Retailers suffer billions of dollars in lost sales due to persistent out of stock products on their shelves. In this work, we devise a system based on explainability, computer vision and deep learning to leverage the power of AI into detecting out of stock labels by processing images of the aisle. The system is a combination of 5 deep learning models performing detection of products and labels, classification of labels into various types, and segmentation of shelves to get fixture information, along with other heuristic modules based on logic and inference. The system was deployed in 550 Walmart stores across the US where ~100 aisles from each store were processed to get the OOS data and delivered to the store in 15 minutes. This work is part of my Phd thesis and I will post a link to the thesis once I am done if anybody is interested in the details.
In this project, the goal was to extract information from the price labels we commonly find in stores. In order to so, we adopted a multistage approach in which the initial 3 stages detect the regions of interest as shown by yellow, red, and green bounding boxes, and the final stage identifies the numbers in the region. We also perform a super resolution step on the red ROI in order to enhance the visual quality for identification. I was one of the members in a team of 5 Phd students and 2 masters students.
A classification model was trained to check if the person is compliant with helmets and vests with an aim of monitoring construction workers for safety. As the detector detects the person(s), the bounding box crops are then fed into our model to make a prediction if the person is wearing a helmet and/or a vest. In the video here, we were doing some internal testing in the lab to check the performance. A big thank you to Fangyi and Han for being a sport and helping me film the video.

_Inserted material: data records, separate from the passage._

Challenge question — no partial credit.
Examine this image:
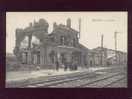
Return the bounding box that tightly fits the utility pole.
[101,34,104,65]
[114,31,120,64]
[78,18,81,39]
[114,32,118,64]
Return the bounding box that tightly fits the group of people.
[56,59,78,71]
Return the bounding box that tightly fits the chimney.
[67,18,71,28]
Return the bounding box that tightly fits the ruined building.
[14,19,88,68]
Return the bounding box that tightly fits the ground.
[6,66,127,87]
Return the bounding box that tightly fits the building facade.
[14,19,88,68]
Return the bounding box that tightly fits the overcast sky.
[6,12,127,53]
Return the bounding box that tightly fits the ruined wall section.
[14,19,49,61]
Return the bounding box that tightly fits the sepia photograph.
[5,11,128,88]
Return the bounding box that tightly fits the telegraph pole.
[114,31,120,64]
[114,32,118,64]
[101,34,104,65]
[78,18,81,38]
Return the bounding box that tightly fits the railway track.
[26,66,124,88]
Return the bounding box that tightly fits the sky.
[6,12,128,53]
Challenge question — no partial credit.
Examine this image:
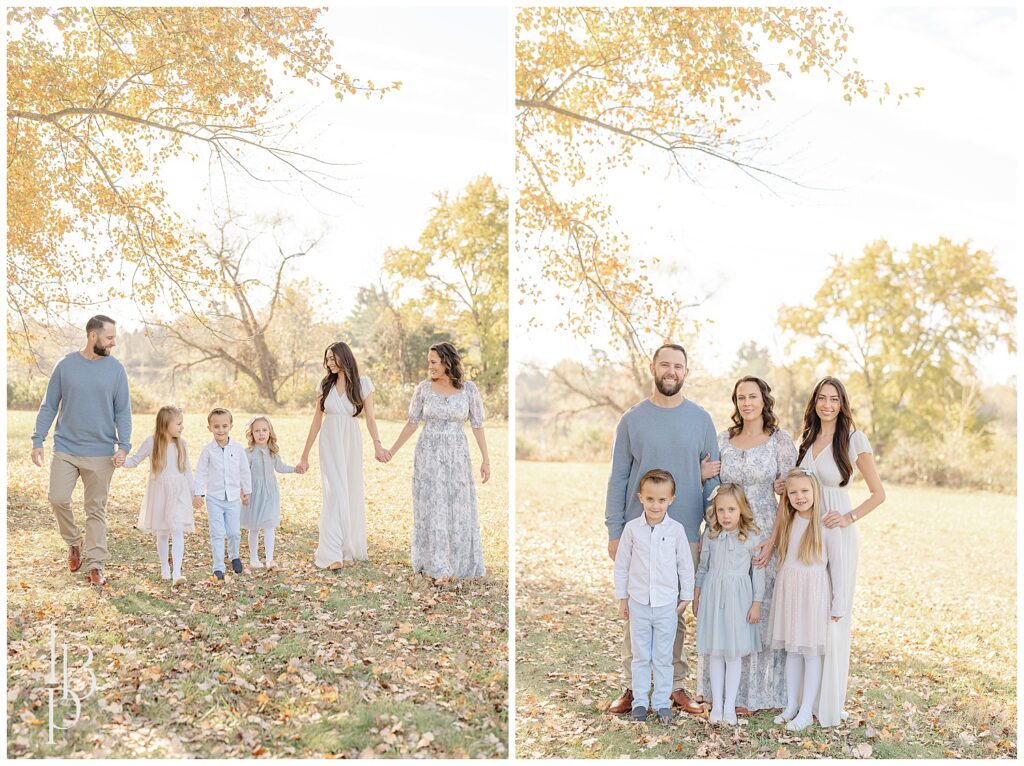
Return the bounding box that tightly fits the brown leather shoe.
[608,689,633,715]
[672,689,703,716]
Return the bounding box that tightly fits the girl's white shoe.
[785,718,813,731]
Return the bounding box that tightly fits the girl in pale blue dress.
[241,415,296,569]
[693,483,765,724]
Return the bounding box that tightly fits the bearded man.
[604,343,719,715]
[32,314,131,586]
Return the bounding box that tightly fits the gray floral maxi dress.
[697,429,797,711]
[409,380,483,578]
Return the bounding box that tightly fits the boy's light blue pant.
[206,497,242,571]
[629,598,679,710]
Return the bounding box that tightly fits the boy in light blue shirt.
[193,407,253,581]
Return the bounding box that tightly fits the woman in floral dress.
[697,376,797,715]
[388,343,490,582]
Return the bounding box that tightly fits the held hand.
[821,511,852,529]
[700,453,722,481]
[754,540,775,569]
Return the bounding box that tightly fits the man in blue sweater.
[32,314,131,586]
[604,343,719,715]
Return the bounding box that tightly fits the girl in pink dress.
[768,468,846,731]
[125,406,196,586]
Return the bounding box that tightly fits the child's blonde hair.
[150,405,188,473]
[707,482,761,540]
[246,415,281,455]
[776,468,824,566]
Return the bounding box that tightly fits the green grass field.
[7,412,508,758]
[515,462,1017,758]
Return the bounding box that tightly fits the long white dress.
[800,431,871,726]
[314,375,374,569]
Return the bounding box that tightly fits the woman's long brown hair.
[797,376,857,486]
[729,375,778,438]
[429,341,465,388]
[321,340,362,418]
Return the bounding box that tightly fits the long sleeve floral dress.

During my masters at UIC, I worked with Prof.Zefran at the Computer Vision and Robotics Library. This was a pre-deep learning era where the huge language models hadn't taken off quite yet. We worked on developing a multi-modal communication interface with dialogue act classification, and haptic force feedback from the hand to assist the elderly in their daily activities. In the video, I integrated a Dialogue act classifier into the ROS framework and can be heard toying with it through a speech to text generator from CMU called pocketsphinx. I used the rviz tool to simulate arbitrary robot responses to each predicted dialogue act tag for the spoken sentence.